It has since emerged one of the au pairs, Italian nanny Michela Marchisio, was planning to work for Mr Dutton’s former colleague in the Queensland Police.
Mr Dutton also overruled his own department when he allowed in another au pair from France who was working for the cousin of AFL boss Gillon McLachlan.
Greens MP Adam Bandt said he would move a motion of no confidence in the Home Affairs Minister next week.
“Peter Dutton has failed to explain why he misled Parliament and now he must go,” Mr Bandt said.
Opposition immigration spokesman Shayne Neumann said Mr Dutton had been given the opportunity explain himself and it appeared he mislead parliament.
“For these reasons Labor will be supporting this motion — if the Greens political party hadn’t sought to move this motion, Labor would have moved it,” Mr Neumann said.
It is rare for a motion of no confidence to be moved against a minister, as it is usually used against the government or prime minister.
In response to a question in parliament asking whether he could “categorically rule out any personal connection or any other relationship” with employers of the au pairs, Mr Dutton said “yes”.

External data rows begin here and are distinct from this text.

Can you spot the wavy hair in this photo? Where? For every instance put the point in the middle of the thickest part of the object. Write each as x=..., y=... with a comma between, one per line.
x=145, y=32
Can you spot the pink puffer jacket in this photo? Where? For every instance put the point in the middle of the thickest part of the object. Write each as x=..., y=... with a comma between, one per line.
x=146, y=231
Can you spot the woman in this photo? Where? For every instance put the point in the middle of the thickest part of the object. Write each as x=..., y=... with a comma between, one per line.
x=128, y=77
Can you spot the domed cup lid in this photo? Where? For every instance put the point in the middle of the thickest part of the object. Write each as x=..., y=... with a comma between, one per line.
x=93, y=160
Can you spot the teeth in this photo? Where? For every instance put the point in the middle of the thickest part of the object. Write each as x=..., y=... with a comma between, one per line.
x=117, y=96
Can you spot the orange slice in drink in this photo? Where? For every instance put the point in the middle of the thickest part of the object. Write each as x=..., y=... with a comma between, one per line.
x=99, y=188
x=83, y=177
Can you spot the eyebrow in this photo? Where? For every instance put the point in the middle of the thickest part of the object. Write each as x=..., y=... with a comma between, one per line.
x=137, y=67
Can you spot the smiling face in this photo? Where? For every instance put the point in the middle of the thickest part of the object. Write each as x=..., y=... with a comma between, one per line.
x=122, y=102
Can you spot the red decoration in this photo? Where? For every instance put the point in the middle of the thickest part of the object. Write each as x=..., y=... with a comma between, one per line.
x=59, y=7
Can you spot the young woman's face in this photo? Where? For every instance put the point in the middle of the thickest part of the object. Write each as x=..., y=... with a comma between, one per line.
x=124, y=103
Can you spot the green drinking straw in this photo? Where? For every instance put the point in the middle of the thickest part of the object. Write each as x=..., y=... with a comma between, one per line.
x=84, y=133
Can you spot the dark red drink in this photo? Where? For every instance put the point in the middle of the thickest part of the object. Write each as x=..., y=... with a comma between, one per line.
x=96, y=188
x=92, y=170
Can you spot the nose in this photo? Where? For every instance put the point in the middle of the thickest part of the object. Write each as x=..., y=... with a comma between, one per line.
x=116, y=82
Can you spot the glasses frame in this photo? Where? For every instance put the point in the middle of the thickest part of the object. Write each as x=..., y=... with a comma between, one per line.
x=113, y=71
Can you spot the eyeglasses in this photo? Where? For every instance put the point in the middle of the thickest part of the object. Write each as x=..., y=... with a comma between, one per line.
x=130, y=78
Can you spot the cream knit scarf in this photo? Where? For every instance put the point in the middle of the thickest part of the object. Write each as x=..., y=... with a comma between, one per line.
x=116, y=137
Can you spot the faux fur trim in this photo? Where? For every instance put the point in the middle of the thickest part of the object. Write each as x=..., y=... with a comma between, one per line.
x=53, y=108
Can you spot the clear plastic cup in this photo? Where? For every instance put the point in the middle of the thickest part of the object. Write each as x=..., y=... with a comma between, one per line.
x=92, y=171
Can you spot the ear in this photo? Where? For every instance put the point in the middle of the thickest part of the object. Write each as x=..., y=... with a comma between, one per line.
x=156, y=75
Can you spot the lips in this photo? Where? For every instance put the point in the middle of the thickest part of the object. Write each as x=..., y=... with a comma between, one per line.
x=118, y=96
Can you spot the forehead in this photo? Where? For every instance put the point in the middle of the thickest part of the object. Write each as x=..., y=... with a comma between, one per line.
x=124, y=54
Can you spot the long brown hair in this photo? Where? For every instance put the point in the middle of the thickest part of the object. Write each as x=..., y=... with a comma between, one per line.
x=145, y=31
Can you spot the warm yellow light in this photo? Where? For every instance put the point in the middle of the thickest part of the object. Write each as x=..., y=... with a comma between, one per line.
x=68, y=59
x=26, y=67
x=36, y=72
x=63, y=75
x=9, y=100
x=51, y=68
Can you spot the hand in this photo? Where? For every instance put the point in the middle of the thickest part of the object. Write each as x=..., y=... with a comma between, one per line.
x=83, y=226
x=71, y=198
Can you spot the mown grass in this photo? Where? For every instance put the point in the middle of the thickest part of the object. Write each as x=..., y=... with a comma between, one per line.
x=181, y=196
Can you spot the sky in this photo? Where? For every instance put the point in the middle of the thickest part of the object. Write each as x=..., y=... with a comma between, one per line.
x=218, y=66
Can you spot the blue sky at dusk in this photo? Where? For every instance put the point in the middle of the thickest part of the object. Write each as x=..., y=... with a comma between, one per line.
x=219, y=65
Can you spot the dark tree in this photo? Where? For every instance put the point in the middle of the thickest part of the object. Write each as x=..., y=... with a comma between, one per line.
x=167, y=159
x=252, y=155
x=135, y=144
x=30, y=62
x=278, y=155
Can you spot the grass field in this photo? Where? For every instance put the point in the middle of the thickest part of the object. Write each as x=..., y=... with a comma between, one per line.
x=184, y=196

The minister yesterday confirmed one of the people he helped was a former police colleague, but he stood behind his statements to parliament “100 per cent”.

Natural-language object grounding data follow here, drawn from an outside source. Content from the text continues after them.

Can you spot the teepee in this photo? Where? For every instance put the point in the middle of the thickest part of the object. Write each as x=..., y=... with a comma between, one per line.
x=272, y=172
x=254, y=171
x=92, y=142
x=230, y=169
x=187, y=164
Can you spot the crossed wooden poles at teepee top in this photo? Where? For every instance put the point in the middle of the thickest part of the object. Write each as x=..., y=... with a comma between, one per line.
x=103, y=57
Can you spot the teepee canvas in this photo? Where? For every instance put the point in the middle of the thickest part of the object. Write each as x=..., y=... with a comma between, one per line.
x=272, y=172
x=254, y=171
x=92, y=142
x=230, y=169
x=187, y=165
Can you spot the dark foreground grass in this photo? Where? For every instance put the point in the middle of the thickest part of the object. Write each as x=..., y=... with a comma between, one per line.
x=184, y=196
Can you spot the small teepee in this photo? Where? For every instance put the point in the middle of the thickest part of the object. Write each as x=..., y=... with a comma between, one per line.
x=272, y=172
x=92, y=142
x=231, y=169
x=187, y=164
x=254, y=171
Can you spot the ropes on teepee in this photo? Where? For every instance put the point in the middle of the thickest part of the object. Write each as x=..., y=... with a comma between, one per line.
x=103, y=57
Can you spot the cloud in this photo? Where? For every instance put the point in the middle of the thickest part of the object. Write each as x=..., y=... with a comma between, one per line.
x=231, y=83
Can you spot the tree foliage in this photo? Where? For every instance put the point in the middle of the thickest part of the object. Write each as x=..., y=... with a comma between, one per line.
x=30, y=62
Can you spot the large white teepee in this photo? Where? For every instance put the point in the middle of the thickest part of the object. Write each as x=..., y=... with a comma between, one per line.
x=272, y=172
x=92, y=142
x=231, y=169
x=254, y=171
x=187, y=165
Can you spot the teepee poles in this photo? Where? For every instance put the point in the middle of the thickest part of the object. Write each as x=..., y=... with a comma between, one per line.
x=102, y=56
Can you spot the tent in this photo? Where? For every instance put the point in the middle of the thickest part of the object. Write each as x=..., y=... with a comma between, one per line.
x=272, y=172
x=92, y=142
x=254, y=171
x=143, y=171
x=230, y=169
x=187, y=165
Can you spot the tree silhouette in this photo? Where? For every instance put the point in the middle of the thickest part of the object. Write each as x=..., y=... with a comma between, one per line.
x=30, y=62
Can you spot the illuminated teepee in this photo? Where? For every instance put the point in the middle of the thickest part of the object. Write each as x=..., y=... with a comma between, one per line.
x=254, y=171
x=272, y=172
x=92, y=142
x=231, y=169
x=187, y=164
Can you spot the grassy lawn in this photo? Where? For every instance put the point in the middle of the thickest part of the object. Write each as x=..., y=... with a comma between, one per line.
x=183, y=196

“Mr Dutton is confident, to the best of his knowledge, he has never met Callum Maclachlan (Gillon’s second-cousin) nor has he socialised, met with or had contact with Russell Keag in almost 20 years,” a spokeswoman for Mr Dutton said.
All six crossbenchers would need to support the motion to pass.
Independent Cathy McGowan has already said she would not be supporting any more votes of no confidence against the government until Mr Turnbull was replaced in his seat of Wentworth.